Bristol-Myers Squibb could reap $1 billion in anticoagulant deal, and metabolic disorder agreement kicks off with Pfizer receiving $50 million upfront.
Bristol-Myers Squibb and Pfizer inked two separate deals that could earn the former company up to $1 billion and the latter at least $50 million.
The first collaboration involves the joint development and commercialization of Bristol-Myers Squibb’s anticoagulant, apixaban. Phase III trials are currently under way investigating the use of apixaban in the prevention of venous thromboembolism, which includes deep vein thrombosis (DVT) and pulmonary embolism, and the prevention of stroke in patients with atrial fibrillation. Phase II studies are evaluating apixaban in the treatment of acute symptomatic DVT and for the secondary prevention of cardiovascular events in patients with acute coronary syndrome.
Pfizer will make an upfront payment of $250 million. It will fund 60% of all planned development costs effective January 1, 2007 going forward. Bristol-Myers Squibb could earn up to $750 million based on development and regulatory milestones. The companies will jointly develop the clinical and marketing strategy of apixaban and will share commercialization expenses, profits, and losses equally on a global basis.
In the second agreement, the companies will work together on the research, development, and commercialization of a Pfizer discovery program that includes advanced preclinical compounds with potential applications for the treatment of metabolic disorders, including obesity and diabetes.
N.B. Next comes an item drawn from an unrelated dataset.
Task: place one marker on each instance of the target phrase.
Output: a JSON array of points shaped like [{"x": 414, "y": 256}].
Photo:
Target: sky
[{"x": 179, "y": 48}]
Pfizer will be responsible for all research and early-stage development activities for the metabolic disorders program. The companies will jointly conduct Phase III evaluation and commercialization activities. Bristol-Myers Squibb will make an upfront payment of $50 million. The companies will share all development and commercialization expenses along with profits and losses on a 60%–40% basis, with Pfizer assuming the larger share.